Spinach and Mozzarella Egg Bake (Video)

If you check out my recipe category  for Eggs, you see that I’ve come up with a lot of variations for low-carb breakfast casseroles through the years. I make breakfast casseroles on the weekend for Weekend Food Prep, cut into individual servings, and keep in a container in the fridge to eat for breakfast during the week. Low-Carb Breakfast Casseroles are definitely good any time of year, but when the weather gets cold you’re more likely to turn on your oven to make a breakfast like this, so I’m reminding you about this mega-popular Spinach and Mozzarella Egg Bake. This recipe is so simple that I’m not sure why it’s so popular, but it’s always one of the top ten recipes on this site if you check that list in the sidebar!

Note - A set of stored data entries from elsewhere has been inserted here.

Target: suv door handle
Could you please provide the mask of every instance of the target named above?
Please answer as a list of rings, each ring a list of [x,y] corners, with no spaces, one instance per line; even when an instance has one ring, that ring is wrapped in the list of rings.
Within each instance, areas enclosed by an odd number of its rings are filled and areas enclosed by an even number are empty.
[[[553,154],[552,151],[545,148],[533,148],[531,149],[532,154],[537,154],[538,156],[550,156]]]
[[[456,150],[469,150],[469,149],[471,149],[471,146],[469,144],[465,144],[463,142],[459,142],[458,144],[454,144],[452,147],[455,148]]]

I did include this recipe in the recent collection of Low-Carb and Keto Breakfast Casseroles Your Family Will Love, but technically this is a variation I’m calling an egg bake. That means this Spinach and Mozzarella Egg Bake has lots of spinach and cheese, and just enough egg to barely hold it together. I love the idea of starting out the day with a big serving of spinach, and this Spinach and Mozzarella Egg Bake is so delicious you won’t even remember that you’re eating something that’s good for you!


This Spinach and Mozzarella Egg Bake is one of my favorite go-to breakfast recipes. It’s incredibly easy to make, with only 3 main ingredients, and isn’t too bad for you health-wise! Nowadays, when I look for a breakfast item, it needs to be high in protein, and eggs are one of the cheapest protein sources for breakfast. I’ve been getting a dozen eggs for between $.59 and $.89 cents recently, so you know I’ve been buying and eating a ton!

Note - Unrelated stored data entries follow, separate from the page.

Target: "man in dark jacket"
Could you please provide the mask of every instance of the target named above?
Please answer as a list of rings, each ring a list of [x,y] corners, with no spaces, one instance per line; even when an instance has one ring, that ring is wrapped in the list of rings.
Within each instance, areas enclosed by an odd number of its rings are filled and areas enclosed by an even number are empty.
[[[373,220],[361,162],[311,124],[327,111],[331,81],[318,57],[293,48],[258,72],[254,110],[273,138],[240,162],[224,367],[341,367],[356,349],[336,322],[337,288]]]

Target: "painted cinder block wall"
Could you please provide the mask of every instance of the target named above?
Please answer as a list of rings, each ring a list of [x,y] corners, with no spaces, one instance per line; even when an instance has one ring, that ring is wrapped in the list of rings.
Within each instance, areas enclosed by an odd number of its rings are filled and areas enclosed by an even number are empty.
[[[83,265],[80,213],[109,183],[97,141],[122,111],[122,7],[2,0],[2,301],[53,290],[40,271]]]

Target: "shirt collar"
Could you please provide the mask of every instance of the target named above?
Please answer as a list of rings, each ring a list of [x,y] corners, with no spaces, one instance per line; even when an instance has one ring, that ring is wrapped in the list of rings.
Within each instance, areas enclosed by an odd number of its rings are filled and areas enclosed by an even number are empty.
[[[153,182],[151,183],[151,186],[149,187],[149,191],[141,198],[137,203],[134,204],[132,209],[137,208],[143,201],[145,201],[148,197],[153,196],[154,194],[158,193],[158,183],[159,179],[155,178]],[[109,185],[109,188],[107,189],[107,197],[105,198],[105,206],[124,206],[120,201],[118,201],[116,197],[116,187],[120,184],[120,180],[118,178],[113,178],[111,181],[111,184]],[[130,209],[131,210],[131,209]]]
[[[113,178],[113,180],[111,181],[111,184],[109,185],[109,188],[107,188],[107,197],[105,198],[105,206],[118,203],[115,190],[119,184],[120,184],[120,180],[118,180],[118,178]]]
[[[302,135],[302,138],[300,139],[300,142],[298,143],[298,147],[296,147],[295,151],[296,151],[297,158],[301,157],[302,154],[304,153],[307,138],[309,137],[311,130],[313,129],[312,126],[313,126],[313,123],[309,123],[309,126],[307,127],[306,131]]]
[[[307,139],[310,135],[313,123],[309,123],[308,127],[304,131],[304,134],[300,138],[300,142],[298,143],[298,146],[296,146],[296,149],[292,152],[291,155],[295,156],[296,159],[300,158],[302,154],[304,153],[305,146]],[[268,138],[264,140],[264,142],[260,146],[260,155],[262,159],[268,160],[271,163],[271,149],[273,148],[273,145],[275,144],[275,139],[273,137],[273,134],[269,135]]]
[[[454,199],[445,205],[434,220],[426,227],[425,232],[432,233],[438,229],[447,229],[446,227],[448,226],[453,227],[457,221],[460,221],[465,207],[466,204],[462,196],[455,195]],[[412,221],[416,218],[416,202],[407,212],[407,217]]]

If you find this isn’t quite enough food for breakfast (When I do my morning workouts, it usually isn’t), grab an English muffin or banana to round it out. That’s usually enough for me! I’ve even added a roll of ground sausage to this recipe and that makes it amazing and keeps me full for quite awhile. Plus you get your veggies in early on, which is always a plus! Enjoy this delicious breakfast!


INGREDIENTS:

  • 8 cups packed spinach
  • 1-2 tsp olive oil
  • 1 ½ cups mozzarella cheese, shredded
  • 1/3 cup green onions, finely chopped
  • 8 eggs, beaten
  • Salt and pepper to taste.

DIRECTIONS:

  1. Preheat oven to 375◦
  2. Spray a 9 x 13 inch glass casserole dish with olive oil or non-stick spray
  3. Heat oil in large fry pan, add spinach all at once, and stir just until the spinach is wilted, about 2 minutes.
  4. Transfer spinach to the casserole dish, spreading it evenly in the bottom of the dish.
  5. Layer the grated cheese and diced onions on top of the spinach
  6. Beat the eggs with salt and pepper.
  7. Pour the egg mixture on top of the spinach and cheese, then use a fork to gently stir so the eggs, spinach and cheese are evenly combined
  8. Bake about 35 minutes or until the mixture is completely set and starting to brown.
  9. Let cool 5 minutes before cutting.